Now the darkness is back for a more lengthy stay it appears, under global pandemic circumstances, but (despite our growing anxiety and the reported numbers of COVID-19 cases) we try to focus on the brightness in the southern sky peeking through the clouds after a morning shower.

All of us are living within newly defined parameters. The headliner is social distancing, characterized by taps of the elbow with people we would rather embrace. At worst, it feels as if we are existing in a Petri dish in some vast and diabolical experiment. At best, these new rules and regulations challenge us to find new ways to connect and express ourselves.

Last night was a perfect example. My Tuesday evenings are normally devoted to rehearsing with friends in the Phoenix Metropolitan Men’s Chorus (PMMC). It’s a community of sixty or seventy diverse and talented gay men. Given the threats of the present pandemic, our regular, in-person singing sessions have been cancelled for the next few  weeks. Possibly longer. We don’t know what the future will bring.

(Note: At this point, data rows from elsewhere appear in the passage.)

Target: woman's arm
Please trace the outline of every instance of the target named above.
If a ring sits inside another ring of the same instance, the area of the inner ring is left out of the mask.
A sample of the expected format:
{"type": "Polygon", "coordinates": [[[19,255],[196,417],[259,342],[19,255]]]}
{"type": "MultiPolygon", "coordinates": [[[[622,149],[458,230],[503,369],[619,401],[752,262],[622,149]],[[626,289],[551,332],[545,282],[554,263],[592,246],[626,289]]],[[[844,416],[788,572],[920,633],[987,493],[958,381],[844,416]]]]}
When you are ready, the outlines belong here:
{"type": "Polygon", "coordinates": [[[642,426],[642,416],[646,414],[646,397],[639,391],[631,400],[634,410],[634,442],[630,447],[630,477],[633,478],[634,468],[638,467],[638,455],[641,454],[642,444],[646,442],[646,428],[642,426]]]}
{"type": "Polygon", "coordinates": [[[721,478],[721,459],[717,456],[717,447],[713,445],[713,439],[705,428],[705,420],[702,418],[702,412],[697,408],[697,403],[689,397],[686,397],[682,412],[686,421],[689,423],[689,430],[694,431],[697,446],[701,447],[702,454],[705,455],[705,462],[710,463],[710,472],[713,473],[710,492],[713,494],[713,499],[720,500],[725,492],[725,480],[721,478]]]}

But on St. Patrick’s Day 2020, what would normally have been a raucous Tuesday of singing and mingling, became an online vocal experiment. Our choral leaders hatched a scheme to rehearse through Facebook Live.

In the face of social distancing we’re using social media to assemble first and second tenors on Tuesday evenings–baritones and basses on Thursday nights–to fine-tune and polish our selection of twenty-two, gay-anthem tunes for our still-planned Born This Way performances in June. We’re also attempting to maintain our sense of community in these uncertain times.

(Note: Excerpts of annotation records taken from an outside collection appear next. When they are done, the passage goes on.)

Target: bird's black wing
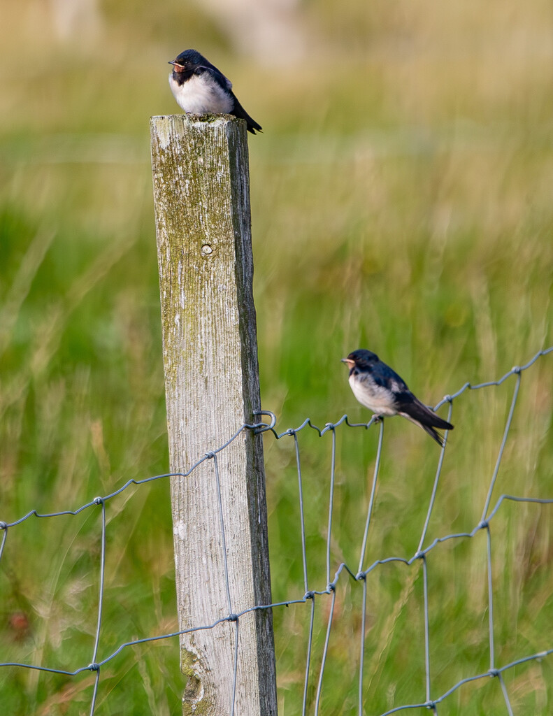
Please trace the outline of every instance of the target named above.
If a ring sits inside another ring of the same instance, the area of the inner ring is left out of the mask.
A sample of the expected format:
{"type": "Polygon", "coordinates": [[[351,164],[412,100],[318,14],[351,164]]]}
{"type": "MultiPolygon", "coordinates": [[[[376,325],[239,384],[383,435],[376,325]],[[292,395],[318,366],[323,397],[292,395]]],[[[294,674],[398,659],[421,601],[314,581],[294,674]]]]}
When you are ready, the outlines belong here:
{"type": "Polygon", "coordinates": [[[398,395],[403,394],[413,395],[401,376],[398,375],[395,370],[385,363],[383,363],[381,360],[371,366],[370,374],[377,385],[388,388],[398,395]]]}
{"type": "Polygon", "coordinates": [[[447,420],[443,420],[439,415],[423,405],[410,391],[397,397],[397,405],[399,412],[404,412],[409,417],[420,422],[421,425],[430,427],[440,427],[443,430],[453,430],[453,426],[447,420]]]}

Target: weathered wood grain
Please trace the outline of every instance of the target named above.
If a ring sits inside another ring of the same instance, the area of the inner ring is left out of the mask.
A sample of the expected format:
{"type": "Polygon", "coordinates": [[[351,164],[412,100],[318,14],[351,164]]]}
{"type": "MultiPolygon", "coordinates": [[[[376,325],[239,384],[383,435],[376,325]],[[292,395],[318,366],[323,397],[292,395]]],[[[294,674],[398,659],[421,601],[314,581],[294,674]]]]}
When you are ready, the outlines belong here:
{"type": "MultiPolygon", "coordinates": [[[[182,472],[260,408],[245,124],[154,117],[152,168],[170,469],[182,472]]],[[[270,604],[260,435],[217,456],[232,611],[270,604]]],[[[180,629],[229,616],[213,460],[173,478],[180,629]]],[[[183,713],[231,712],[236,625],[181,637],[183,713]]],[[[239,620],[238,716],[276,713],[272,616],[239,620]]]]}

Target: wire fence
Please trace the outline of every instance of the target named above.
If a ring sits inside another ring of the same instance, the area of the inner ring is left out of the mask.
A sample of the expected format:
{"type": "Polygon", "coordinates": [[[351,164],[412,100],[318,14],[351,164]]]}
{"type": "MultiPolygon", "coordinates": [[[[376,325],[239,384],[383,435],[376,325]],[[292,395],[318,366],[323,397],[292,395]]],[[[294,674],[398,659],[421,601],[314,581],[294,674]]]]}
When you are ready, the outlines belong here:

Last night at 7 o’clock we began to travel and sing down this new virtual road together. I sat in front of my laptop in Scottsdale with my music close at hand. The other tenors did the same from their respective homes. Marc, our artistic director, and three other PMMC leaders took turns singing the music. They asked us to do the same from our remote locations.

Don’t go for second best baby; put your love to the test. You know, you know you got to make him express how he feels and maybe then you’ll know your love is real … 

If you love Madonna (and, honestly, who doesn’t?), you’ll recognize these lyrics from Express Yourself, her 1989 smash hit. It was the first song we sang together in our virtual vocal experiment.

By the time rehearsal ended at 9:30, we had run through another six or seven other numbers and exchanged countless constructive and snarky comments online. All that really matters is the experiment worked. We stayed connected. We kept our voices oiled. Our spirits soothed.

This morning on my walk with Tom, I wasn’t ready to let St. Patrick’s Day 2020 go just yet. As we stepped out of our car, I decided it was perfectly fine and appropriate–within social distancing guidelines–to unveil my shamrock socks for all the pandemic world to see.

To express myself. To keep my voice and spirit alive here in the Valley of the Sun.